Generally, while there’s no shortage of outrage on the ground, France’s Muslim community has been criticised for not taking a lead in the fight against groups such as ISIL, with politicians like former prime minister Alain Juppé calling on France’s Muslims to “say clearly that they have nothing to do with the barbarians of ISIL” in the aftermath of the attacks.
It’s a call to action that irritates many in the community, who already feel they have been on a non-stop self-justification drive since Charlie Hebdo.
Prominent Muslim organisations, representing nearly all the country’s mosques, gathered on November 29, singing La Marseillaise and vowing allegiance to the “Republican pact”.
But there has been an underlying unease about heavy-handed raids on the country’s mosques.
With the country now on constant high alert, the public appetite for tough security measures shows no sign of waning.
But Nogueras is wary of the government’s next moves, and thinks the constitutional changes mooted by the socialist government could turn the state of emergency into a permanent tool of executive power, placing it beyond the reach of lawmakers and seriously jeopardising fundamental liberties.
In the rush to tighten national security and accelerate military action in Syria, there has been scant political debate on the more complex issues, in particular those around social marginalisation.
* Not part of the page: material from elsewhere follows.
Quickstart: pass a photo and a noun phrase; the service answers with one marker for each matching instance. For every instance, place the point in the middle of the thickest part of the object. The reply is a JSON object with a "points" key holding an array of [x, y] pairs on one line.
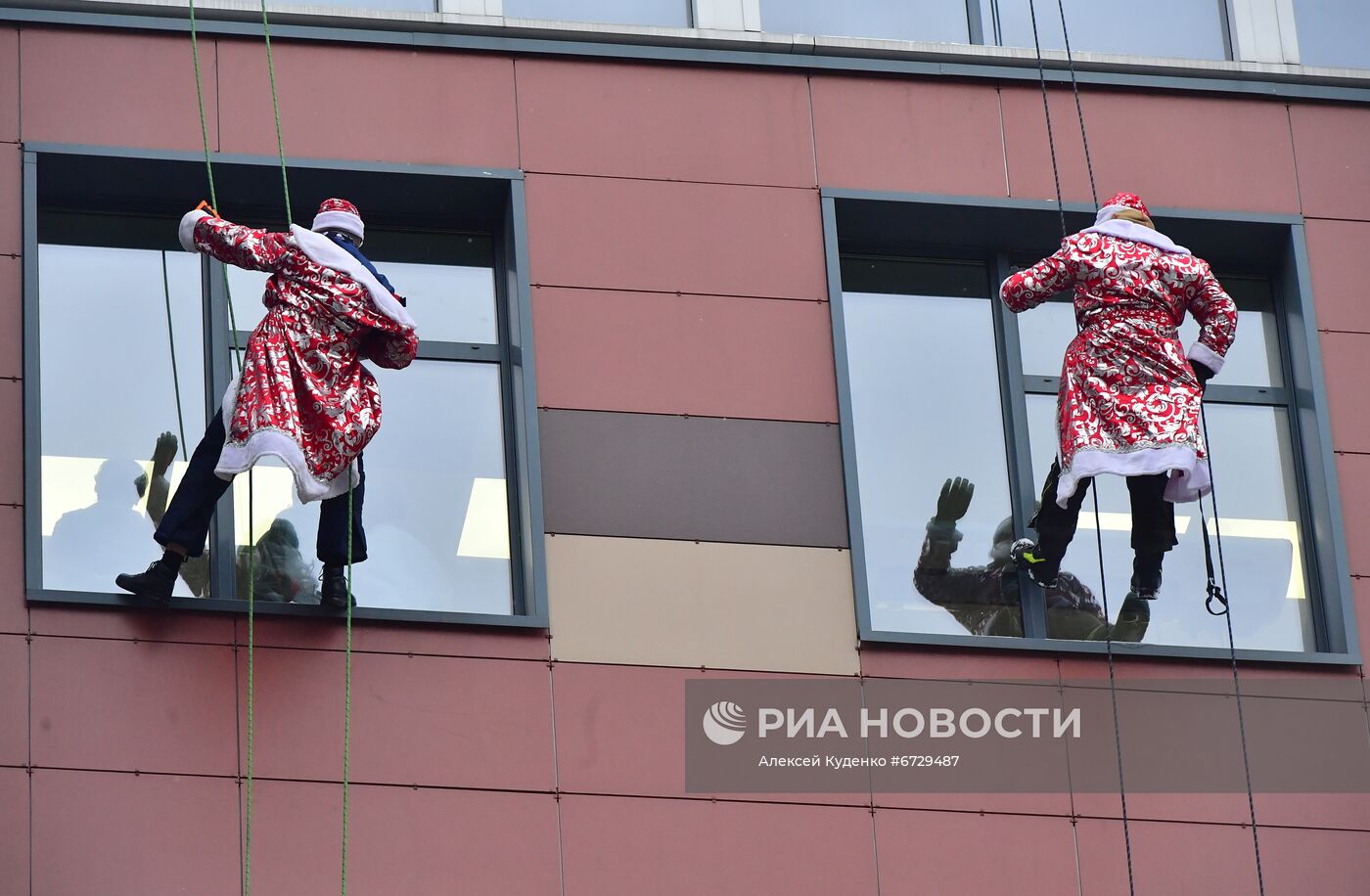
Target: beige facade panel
{"points": [[684, 603]]}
Critics fear that panic-driven lawmaking will fuel an us-versus-them rhetoric that could further stigmatise France’s Muslims.
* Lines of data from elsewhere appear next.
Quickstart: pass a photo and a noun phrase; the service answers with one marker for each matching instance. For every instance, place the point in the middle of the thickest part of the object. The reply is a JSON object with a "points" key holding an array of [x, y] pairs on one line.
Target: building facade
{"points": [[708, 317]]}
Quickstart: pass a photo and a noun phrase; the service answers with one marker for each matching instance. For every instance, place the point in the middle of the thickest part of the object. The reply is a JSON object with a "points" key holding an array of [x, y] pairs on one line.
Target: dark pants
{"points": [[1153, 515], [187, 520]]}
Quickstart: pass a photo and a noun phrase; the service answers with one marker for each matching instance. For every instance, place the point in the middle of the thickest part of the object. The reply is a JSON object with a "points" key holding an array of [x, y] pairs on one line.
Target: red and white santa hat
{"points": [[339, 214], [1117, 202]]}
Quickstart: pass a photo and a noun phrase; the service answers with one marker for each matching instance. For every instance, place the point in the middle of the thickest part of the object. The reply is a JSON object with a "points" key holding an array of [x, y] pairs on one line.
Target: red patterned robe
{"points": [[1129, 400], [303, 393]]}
In an op-ed published in politico.eu, Kenneth Roth, the executive director of Human Rights Watch, warns that tarring entire communities risks undermining their potential for cooperation with the police.
Communities, he says, “should be embraced not only as citizens and long-term residents but as the people most likely to dissuade others from violence and report those who might resort to it”.
In the blink of an eye
Back in Clichy-sous-Bois, Abdullah, a 40-year-old delivery man, is holding court at the local PMU betting shop. He lives in Chêne-Pointu, a Corbusier-inspired vision of high-rise living gone wrong, where families are crammed cheek by jowl in “cages” with leaking roofs and lifts that haven’t worked in years.
“Politicians go on about Daesh (ISIL). But look at the mess they’ve already created in Iraq and Libya,” he says. “They created all this. Now they need to turn down the volume on Daesh, cut off their oxygen supply, find new solutions, stop the hatred spreading.
“We have to find a way to persuade these people to drop their arms. Because if we continue on a war-footing, they will always find a way to recruit people on the inside. Young Muslims here have nothing. They see Daesh on the television and believe that they have found a way to become strong.
“Recruitment can happen in the blink of an eye,” he says. “What these young people need is help.”